Service Project Throughput

Occasionally, I get a specific kind of itchy feeling. It’s the feeling that I’m capable of doing more than I currently am. It’s like you know that you’re capable of lifting more weight than you’re currently lifting, except instead of weights and strength training it’s your life and service in the world. 

When that feeling comes around, when I get itchy like that, I seek out new projects, collaborators, and circumstances that will push me to grow in new ways, that will stretch me to my limits and increase my capacity to serve in the world. And when I finally know that I’m acting at my fullest capacities—that is the best feeling in the world.

Underneath this feeling lies a concept that I think a lot about: what I call “service project throughput.” Throughput is an idea from the Theory of Constraints. It is the rate at which something can be produced by a process. For example, the number of cars manufactured per month by an automobile company, or books sold in a year by a bookstore.

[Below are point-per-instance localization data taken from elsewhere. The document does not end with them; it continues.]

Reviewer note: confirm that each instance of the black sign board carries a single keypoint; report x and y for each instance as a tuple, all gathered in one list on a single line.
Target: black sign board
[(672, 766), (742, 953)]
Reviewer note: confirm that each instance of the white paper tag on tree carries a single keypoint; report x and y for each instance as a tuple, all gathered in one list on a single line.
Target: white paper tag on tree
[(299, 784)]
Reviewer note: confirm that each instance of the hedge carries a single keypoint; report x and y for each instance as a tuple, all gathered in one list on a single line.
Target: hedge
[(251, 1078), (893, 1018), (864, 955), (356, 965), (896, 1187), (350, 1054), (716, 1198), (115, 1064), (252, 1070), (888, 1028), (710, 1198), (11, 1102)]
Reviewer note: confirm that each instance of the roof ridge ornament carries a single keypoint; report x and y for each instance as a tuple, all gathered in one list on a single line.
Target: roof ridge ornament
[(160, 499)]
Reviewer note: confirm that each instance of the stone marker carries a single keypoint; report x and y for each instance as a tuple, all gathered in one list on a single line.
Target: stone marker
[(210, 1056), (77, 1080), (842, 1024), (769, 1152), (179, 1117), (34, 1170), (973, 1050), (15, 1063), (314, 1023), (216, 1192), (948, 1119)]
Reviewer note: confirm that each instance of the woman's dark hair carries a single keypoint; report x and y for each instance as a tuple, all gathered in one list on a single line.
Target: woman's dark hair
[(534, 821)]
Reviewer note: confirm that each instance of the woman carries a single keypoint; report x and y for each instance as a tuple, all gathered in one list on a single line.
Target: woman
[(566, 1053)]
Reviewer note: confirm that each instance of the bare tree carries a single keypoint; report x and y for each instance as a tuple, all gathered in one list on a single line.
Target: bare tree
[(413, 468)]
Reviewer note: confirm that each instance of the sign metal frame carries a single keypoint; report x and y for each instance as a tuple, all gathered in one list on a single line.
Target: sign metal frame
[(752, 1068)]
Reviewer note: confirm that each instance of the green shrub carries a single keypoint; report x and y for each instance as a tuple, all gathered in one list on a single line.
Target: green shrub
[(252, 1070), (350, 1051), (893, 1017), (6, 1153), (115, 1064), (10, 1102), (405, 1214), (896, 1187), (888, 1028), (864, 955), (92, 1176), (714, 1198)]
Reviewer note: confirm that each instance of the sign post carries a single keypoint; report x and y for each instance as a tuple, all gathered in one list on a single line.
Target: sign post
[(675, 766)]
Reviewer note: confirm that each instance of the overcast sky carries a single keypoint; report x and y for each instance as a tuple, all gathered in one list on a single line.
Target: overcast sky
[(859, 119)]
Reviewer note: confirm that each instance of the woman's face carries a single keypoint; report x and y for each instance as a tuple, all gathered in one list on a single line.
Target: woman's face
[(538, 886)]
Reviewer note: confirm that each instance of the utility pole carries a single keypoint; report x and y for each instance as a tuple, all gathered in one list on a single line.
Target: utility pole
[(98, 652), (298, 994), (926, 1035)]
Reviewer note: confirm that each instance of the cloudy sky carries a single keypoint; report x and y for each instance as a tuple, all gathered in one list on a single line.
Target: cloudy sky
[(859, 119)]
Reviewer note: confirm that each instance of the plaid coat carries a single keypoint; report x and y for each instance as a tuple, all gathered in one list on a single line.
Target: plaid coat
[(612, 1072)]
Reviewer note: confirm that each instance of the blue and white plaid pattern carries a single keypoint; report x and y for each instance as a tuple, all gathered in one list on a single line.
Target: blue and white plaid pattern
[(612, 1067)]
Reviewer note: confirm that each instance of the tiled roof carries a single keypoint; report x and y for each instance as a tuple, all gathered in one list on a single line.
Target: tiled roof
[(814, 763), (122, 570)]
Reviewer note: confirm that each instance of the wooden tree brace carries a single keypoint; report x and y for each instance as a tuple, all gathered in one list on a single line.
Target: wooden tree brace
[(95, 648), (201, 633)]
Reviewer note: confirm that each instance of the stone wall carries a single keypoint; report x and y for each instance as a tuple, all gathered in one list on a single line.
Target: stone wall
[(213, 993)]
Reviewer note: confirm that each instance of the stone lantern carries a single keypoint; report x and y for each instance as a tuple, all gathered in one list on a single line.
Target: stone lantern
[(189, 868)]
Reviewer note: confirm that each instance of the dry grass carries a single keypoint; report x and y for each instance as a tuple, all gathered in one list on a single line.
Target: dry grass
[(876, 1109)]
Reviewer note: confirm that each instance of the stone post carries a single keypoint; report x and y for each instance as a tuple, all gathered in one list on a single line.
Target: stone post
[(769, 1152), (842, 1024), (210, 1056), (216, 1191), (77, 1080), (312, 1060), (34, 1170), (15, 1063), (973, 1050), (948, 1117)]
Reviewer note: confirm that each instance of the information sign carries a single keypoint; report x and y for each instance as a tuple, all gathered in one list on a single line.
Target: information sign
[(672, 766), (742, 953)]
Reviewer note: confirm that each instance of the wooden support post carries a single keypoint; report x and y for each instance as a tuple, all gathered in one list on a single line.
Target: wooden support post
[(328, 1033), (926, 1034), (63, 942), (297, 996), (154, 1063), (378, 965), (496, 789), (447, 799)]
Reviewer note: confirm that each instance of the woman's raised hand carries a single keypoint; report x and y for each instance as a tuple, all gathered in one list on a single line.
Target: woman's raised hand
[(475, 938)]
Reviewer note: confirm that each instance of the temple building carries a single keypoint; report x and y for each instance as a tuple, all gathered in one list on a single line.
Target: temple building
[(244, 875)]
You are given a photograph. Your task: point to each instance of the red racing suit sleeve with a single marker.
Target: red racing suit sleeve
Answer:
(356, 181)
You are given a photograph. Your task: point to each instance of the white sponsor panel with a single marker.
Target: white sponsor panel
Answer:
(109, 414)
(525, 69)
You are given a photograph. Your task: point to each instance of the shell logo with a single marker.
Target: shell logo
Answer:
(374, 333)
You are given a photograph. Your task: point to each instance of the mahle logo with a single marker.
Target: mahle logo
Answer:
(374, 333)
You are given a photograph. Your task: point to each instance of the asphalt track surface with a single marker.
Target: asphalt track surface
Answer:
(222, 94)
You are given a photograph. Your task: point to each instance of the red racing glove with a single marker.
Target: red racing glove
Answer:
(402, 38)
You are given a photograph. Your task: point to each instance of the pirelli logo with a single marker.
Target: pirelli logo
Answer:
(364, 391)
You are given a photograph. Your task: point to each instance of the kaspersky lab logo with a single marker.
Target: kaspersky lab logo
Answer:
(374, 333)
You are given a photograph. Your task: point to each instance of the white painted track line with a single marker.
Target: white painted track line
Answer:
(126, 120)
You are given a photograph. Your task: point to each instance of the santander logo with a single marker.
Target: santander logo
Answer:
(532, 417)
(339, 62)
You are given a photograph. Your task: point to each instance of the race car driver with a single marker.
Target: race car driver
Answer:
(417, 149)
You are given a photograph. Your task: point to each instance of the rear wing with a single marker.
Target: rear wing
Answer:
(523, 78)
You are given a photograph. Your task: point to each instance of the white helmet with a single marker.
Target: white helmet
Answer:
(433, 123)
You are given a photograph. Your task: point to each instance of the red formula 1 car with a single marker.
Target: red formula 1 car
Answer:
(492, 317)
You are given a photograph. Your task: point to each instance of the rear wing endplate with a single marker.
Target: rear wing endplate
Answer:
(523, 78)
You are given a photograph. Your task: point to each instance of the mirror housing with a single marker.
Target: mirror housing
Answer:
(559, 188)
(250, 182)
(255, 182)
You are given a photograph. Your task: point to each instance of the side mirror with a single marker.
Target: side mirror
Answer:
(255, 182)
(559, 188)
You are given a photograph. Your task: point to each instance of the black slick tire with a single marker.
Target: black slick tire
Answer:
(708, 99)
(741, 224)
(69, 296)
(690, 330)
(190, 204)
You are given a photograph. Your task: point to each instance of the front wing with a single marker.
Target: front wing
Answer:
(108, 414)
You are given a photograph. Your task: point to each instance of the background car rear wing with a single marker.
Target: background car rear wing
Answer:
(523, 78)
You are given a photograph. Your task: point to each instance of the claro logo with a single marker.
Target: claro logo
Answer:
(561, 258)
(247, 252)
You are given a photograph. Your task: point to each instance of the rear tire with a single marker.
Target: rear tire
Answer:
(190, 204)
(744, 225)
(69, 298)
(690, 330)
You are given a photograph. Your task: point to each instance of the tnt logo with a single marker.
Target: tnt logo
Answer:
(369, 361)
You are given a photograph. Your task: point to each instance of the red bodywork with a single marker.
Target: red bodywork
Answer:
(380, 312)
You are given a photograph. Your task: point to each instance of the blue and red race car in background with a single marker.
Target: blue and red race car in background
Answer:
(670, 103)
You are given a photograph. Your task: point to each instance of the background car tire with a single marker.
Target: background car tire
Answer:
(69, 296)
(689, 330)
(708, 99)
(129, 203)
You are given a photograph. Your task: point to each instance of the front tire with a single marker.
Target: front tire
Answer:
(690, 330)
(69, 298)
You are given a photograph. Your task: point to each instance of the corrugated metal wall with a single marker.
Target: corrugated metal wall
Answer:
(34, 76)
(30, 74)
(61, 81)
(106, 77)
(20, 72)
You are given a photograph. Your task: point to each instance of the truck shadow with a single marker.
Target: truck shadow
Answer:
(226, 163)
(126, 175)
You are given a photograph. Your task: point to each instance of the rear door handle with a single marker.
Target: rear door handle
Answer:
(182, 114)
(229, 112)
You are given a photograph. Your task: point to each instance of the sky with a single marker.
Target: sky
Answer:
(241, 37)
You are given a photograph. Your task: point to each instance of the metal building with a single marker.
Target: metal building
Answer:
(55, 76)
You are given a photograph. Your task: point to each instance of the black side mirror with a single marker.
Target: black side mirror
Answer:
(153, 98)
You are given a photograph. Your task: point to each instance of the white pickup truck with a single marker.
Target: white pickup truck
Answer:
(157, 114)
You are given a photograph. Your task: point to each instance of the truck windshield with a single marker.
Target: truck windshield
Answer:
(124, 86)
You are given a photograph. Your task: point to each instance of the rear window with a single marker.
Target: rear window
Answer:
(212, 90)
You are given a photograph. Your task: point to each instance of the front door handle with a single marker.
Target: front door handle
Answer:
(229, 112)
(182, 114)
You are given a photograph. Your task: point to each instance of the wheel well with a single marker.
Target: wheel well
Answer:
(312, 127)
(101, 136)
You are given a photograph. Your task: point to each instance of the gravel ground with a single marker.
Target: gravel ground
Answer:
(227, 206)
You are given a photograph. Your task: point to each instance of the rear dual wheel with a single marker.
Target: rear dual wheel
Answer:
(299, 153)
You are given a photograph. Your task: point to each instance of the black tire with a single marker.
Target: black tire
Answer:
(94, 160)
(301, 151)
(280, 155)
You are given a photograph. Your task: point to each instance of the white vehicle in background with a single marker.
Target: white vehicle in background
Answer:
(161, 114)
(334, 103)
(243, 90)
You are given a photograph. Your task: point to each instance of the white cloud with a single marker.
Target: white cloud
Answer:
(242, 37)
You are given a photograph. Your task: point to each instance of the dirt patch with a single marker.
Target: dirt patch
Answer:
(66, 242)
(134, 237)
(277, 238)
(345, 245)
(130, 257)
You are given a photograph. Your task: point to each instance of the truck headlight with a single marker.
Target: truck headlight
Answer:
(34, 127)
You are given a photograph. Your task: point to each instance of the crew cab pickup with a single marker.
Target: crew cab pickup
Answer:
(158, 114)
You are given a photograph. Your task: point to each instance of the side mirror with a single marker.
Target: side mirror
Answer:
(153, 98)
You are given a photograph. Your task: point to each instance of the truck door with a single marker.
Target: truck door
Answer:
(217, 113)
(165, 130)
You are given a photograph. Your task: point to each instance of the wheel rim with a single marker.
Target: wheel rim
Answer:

I’m interested in improving the throughput or flow of my service projects. I always choose to work on projects that will be fun for me and beneficial for the world. 

From the perspective of the Theory of Constraints, I am constantly asking myself questions about the throughput of these service projects. Can I increase the fun I have while doing those projects? Can I increase the benefit that my projects have? Can I improve the rate at which I complete these service projects?

I want to be consistently increasing these variables—fun, impact, and overall throughput or rate of completion.

Coordinating effectively with other people has allowed me to increase my service project throughput, beyond what I would be capable of doing by myself. 

Initially, this was a process of doing one-off projects with individual collaborators, but as time has gone on, I’ve found it useful to formalize these working relationships into a clear organizational structure, with departments, roles and titles, standard operating procedures etc.

Carefully, thoughtfully constructing these collaborations and my overall approach to them has allowed me to increase not only the benefit of my projects, and the rate at which I complete them, but also the amount of fun I and my collaborators have together!